First, no, it's not that amazing if it's something every 20th person has. Second, height is not something you should fixate on. The benefits of being tall are generally over reported. In certain arenas like basketball it helps. In others, like running, pants shopping or air travel, it hurts. I think it's probably about the 12th most important factor in person to person interactions, after eye contact, body language, eloquence, voice, the elements of physical presentation you can control, etc.
"Second, height is not something you should fixate on."
I'm not convinced. Many studies illustrate the correlation to success. We are still animals and not-merit factors still matter. Good looks, height, gender, race, symmetry, smell, whatever, etc, are a real "thing". You can overcome it all with mitigation, but it isn't imaginary. That stuff drives real outcomes.
Height could be correlated with "thriving" from infancy through childhood.
Also, I have tall children and they are regularly treated as older than they are, setting expectations higher for them in settings outside of school where they aren't grouped by age.

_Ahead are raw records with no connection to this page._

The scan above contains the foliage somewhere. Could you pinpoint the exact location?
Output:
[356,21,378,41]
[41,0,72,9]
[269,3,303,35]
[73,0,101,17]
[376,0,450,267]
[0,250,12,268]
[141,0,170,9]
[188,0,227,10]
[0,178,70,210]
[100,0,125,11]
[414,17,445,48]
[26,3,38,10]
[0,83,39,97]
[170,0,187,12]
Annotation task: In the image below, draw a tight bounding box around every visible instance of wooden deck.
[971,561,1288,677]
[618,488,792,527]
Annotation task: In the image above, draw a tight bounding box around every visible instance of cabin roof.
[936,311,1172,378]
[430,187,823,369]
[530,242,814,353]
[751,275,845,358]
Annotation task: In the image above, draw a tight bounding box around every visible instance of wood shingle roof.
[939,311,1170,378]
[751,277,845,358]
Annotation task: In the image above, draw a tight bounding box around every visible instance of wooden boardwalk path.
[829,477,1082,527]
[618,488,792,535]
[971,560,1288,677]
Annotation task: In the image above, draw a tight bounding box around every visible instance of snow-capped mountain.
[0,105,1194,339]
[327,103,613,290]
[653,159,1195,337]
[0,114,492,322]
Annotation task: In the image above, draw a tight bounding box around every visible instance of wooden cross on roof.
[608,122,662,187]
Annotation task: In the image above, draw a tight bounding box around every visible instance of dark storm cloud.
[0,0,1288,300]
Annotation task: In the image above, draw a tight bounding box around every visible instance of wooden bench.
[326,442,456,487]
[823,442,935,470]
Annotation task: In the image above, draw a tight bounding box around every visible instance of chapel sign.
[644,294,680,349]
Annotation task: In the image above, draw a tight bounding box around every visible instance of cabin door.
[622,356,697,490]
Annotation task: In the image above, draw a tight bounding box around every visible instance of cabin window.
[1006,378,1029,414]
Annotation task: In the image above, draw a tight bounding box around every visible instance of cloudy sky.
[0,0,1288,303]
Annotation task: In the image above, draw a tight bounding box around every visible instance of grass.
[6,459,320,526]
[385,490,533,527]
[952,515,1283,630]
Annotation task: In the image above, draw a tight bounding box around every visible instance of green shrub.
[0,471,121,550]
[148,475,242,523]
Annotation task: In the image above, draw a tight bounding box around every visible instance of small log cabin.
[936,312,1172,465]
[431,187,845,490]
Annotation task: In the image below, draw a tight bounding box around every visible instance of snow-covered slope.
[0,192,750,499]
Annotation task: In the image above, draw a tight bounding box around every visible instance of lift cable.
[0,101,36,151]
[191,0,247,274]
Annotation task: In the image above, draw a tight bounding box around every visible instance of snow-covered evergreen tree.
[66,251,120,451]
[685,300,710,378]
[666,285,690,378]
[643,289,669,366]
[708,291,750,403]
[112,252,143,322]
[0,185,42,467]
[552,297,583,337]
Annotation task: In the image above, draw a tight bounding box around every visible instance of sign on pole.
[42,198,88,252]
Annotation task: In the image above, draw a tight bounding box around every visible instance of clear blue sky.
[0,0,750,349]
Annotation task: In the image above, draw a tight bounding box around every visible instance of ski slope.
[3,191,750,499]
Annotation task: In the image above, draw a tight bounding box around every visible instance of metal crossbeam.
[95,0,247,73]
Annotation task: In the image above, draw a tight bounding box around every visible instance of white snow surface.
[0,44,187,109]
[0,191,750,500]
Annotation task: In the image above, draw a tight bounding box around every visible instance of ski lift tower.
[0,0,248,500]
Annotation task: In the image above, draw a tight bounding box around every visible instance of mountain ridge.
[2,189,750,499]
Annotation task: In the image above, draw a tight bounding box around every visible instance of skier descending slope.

Me too. I have sons that are 6'4" and 6"2". I'm not "short", but am 5 foot whatever. Mostly my view is "thankful for the genetic luck" for the extra benefit of the doubt they get. And those benefits are very clear, despite other strengths both have.
Tinder would seem to contradict you there. How often is an eloquence requirement given vs. height requirement? Sure, height is not something we should fixate on, but it doesn't mean that doesn't happen anyways.